In the last five years, the funRiceGenes database has also witnessed notable progress in the identification of genes related to various phenotypic traits in rice, including asexual reproduction and herbicide resistance. BABY BOOM1 (BBM1) is an AP2/ERF transcription factor expressed in sperm cells, which can induce parthenogenesis in rice (Khanday et al., 2019). An apomixis system can be established by ectopic expression of BBM1 in the egg cell to achieve asexual reproduction of rice seeds, by replacing meiosis with mitosis. As homologous BBM-likegenes and MiMe (substitute mitosis for meiosis) genes were also present in other cereal crops including maize (Lowe et al., 2016; Horstman et al., 2014), this method can be directly applied to other cereal crops for maintaining heterosis through seed propagation. Benzobicyclon (BBC) is a β-triketone herbicide extensively used in weed control. However, some crops are also susceptible to BBC, which discourages its usage and diminishes its value in weed control. A recently cloned gene HIS1 (HPPD INHIBITOR SENSITIVE 1) encodes an oxidase that detoxifies BBC herbicides by catalyzing their hydroxylation, resulting in enhanced resistance against BBC and other β-triketone herbicides in rice, which would be useful in herbicide-resistant plant breeding (Maeda et al., 2019).

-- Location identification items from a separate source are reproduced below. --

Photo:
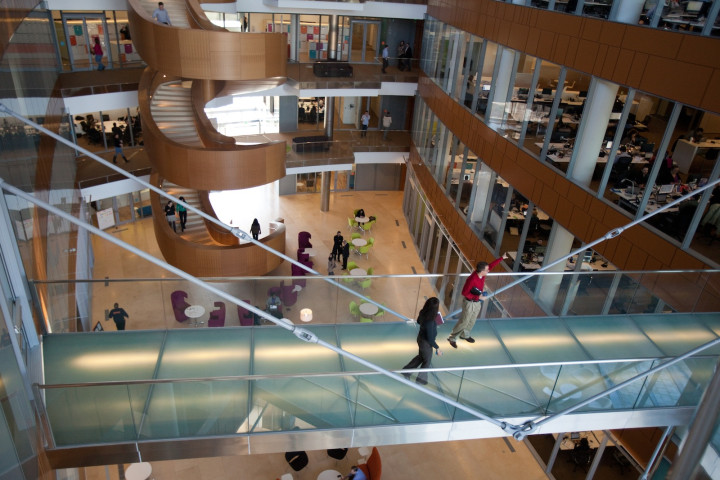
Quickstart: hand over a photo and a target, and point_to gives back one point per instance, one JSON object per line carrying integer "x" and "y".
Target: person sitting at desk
{"x": 273, "y": 305}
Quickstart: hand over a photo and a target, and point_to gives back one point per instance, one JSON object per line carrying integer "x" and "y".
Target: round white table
{"x": 329, "y": 475}
{"x": 195, "y": 312}
{"x": 368, "y": 308}
{"x": 138, "y": 471}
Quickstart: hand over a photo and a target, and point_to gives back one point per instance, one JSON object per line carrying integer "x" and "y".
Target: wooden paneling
{"x": 215, "y": 167}
{"x": 202, "y": 54}
{"x": 215, "y": 260}
{"x": 669, "y": 64}
{"x": 586, "y": 216}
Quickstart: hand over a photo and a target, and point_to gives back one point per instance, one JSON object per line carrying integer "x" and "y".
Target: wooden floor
{"x": 495, "y": 458}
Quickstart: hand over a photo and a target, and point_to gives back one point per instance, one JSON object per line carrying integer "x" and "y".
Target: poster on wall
{"x": 106, "y": 219}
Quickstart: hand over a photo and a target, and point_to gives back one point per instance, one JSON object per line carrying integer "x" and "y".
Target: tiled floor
{"x": 395, "y": 253}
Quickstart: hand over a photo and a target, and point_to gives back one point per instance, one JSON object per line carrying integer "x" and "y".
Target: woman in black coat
{"x": 426, "y": 339}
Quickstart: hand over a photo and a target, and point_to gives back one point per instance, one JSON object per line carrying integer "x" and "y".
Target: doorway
{"x": 80, "y": 33}
{"x": 364, "y": 41}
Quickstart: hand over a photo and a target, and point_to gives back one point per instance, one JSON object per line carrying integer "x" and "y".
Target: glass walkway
{"x": 266, "y": 386}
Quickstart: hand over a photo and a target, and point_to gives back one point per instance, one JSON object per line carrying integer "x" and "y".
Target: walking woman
{"x": 426, "y": 339}
{"x": 97, "y": 50}
{"x": 255, "y": 229}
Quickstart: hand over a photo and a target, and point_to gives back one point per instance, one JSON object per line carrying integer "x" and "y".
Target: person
{"x": 170, "y": 214}
{"x": 255, "y": 229}
{"x": 346, "y": 254}
{"x": 426, "y": 339}
{"x": 160, "y": 14}
{"x": 118, "y": 315}
{"x": 337, "y": 246}
{"x": 355, "y": 474}
{"x": 182, "y": 211}
{"x": 118, "y": 149}
{"x": 386, "y": 55}
{"x": 97, "y": 51}
{"x": 407, "y": 55}
{"x": 400, "y": 54}
{"x": 125, "y": 32}
{"x": 365, "y": 120}
{"x": 387, "y": 121}
{"x": 473, "y": 295}
{"x": 273, "y": 305}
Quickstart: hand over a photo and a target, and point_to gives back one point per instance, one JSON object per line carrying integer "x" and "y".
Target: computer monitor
{"x": 693, "y": 7}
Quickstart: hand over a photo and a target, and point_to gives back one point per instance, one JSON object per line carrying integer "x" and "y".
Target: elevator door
{"x": 364, "y": 41}
{"x": 80, "y": 33}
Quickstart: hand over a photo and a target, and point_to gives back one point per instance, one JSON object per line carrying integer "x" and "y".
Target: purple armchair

Updated interaction networks of functionally characterized rice genes
Based on the >4100 functionally characterized rice genes, a total of 219 interaction networks comprising 1825 genes were constructed using the approach proposed in the previous study (Yao et al., 2017). In total, 2819 connections between genes supported by 6041 pieces of evidence were extracted from the titles and abstracts of published literature. The number of genes in the largest network increased from 762 to 1281 (Figure 4). Accordingly, genes involved in the same biological pathway or with similar functions were found to be clustered together. We also found that genes associated with flowering are still the key component of the largest interaction network. These gene interaction networks were built by inspecting the concurrence of the symbols of two or more genes in the same sentence of published literature. The approach and the built interaction networks would shed light on future studies on gene functions in other crops.